At the end of the day, it all comes down the risk. In business, the risk is usually singular. At the casino, the risk is shared by the house. Here are five businessmen who gambled and won.
1. Donald Trump
Once upon a time, there may have been people on the planet who didn’t know who Donald Trump was. Love him or loathe him, he is an entrepreneurial tour de force with a sketchy success rate and a pathological desire to take risks – usually with other people’s money.
Trump loves to gamble. In the 1980s, The Trump Organization built and bought three casinos in Atlantic City. None of the casinos ever made a profit; all eventually sliding into debt and oblivion. Trump, however, had disconnected his financial affairs from the disaster and escaped without ruin. Sadly, the same cannot be said of Atlantic City: a monument to misjudged ambition.
Verdict – Loser
2. Kerry Packer
Kerry Packer is the real deal. Like Trump, he was born into extreme wealth. Unlike Trump, he was an extraordinary businessman. Packer was old school. He played polo, he drank, he smoked, and he loved to gamble; the ultimate whale.

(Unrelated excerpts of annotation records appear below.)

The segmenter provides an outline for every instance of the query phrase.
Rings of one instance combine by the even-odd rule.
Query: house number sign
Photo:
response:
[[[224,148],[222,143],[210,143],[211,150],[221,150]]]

Legend has it, that Packer was playing a game of poker at the Stratosphere Casino in Las Vegas, with a Texan oil investor. The Texan boasted that he was worth $60 million. Packer pulled a coin from his pocket and said either: ‘I’ll toss you for it’ or ‘heads or tails’. Whatever Packer said, the meaning was clear and the Texan didn’t say another word. Packer lived life to the full. His extraordinary business success giving him the opportunity to play fast and loose at the casino.
Verdict – Winner
3. Billy Walters
Bookmakers beware: Billy is in town. There are few men who can make a life-long business from betting – unless you are lucky enough to be running the casino. Billy Walters is a rare breed: a man who has made a career from gambling.
In 1986, Walters put up $2 million and challenged the Golden Nugget, in Atlantic City, to a ‘freeze out’. Basically, inviting the casino to match his wager. It agreed – not realising that Walters has spotted a bias on the roulette wheel. After 18 hours of play, Walters had won the casino’s $2 million. He invited them to continue and possibly win their money back. In the end, Walters walked away with $3.8 million.

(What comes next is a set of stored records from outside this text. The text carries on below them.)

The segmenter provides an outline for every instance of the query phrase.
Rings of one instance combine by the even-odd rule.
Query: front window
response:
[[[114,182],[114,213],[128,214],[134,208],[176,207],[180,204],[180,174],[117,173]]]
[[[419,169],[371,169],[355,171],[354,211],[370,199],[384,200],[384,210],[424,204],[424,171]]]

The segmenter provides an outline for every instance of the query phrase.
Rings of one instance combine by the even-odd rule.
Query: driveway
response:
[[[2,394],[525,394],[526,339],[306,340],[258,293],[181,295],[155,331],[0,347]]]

Walters business–like approach to betting then extended to sports betting where he used computers to analyse betting outcomes. It was a masterclass in studying form, resulting in a 30–year winning streak. In the end, Walters got greedy and was arrested and imprisoned for insider trading.
Verdict – Winner and Loser
4. Dana White
Dana White is a businessman who loves to gamble. Aged 50, White is the President of the Ultimate Fighting Championship and has turned the brand into the largest mixed martial arts organisation the world.

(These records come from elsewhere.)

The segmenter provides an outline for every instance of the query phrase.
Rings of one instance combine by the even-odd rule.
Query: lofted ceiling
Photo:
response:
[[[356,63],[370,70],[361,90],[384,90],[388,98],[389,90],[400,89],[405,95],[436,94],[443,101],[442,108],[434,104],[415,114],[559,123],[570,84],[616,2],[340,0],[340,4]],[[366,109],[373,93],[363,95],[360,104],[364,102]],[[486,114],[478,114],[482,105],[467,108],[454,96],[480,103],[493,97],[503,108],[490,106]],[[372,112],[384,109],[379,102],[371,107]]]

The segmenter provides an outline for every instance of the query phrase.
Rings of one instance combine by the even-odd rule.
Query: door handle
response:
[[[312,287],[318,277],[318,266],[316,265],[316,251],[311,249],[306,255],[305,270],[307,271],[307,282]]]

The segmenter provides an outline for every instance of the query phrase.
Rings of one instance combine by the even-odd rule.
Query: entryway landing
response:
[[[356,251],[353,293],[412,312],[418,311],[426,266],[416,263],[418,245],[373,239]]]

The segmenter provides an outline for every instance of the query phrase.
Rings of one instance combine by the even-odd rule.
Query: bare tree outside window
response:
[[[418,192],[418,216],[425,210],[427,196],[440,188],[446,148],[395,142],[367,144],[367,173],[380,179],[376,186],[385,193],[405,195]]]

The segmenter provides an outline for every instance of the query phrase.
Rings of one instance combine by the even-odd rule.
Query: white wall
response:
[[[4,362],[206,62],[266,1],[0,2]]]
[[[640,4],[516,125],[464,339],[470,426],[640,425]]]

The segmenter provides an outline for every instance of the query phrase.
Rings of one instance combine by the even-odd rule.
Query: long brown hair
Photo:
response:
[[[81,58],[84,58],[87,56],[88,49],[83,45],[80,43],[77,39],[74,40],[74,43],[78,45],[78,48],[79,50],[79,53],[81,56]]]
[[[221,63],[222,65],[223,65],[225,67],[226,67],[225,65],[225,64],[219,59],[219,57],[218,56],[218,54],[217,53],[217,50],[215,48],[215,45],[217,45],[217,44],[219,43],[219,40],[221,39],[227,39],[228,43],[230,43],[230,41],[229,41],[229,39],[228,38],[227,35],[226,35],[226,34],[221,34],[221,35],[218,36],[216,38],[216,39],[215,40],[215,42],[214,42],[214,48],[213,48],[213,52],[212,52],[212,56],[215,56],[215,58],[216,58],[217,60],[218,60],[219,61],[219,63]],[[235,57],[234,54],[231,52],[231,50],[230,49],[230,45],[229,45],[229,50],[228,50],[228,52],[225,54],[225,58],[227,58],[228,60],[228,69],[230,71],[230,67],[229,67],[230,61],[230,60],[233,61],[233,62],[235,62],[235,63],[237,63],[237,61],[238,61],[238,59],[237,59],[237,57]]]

White lives in Las Vegas and is a heavy hitter at the blackjack table. The Palms Resort and Casino recently reduced his hand limit from $25,000 to $5,000. Famed for tipping the staff at Palms in excess of $200,000, during a three-month winning streak, other Las Vegas venues and their employees are rolling out the red carpet for White.
Verdict – Winner
5. Warren Buffett
It’s a thin line between the stock market and Las Vegas. Some would argue, it’s just the quality of the tailoring. No blog about the business of gambling can be complete with mention of – arguably the world’s greatest investor and ruler of Wall Street: Warren Edward Buffett.
At the age of 15, Buffett invested his paper round money into a business, buying land on a 40-acre farm. By the time he had finished college, his investment was worth the equivalent of $103,000. During his career, Buffett has taken risks – lots of risks; always calculated, always measured, more often than not: wise. Does Buffett gamble? He is known for playing bridge with Bill Gates and lost on the horses in his youth. Aware that the house usually wins, it’s a safe bet to say he’s not a big player at the casino.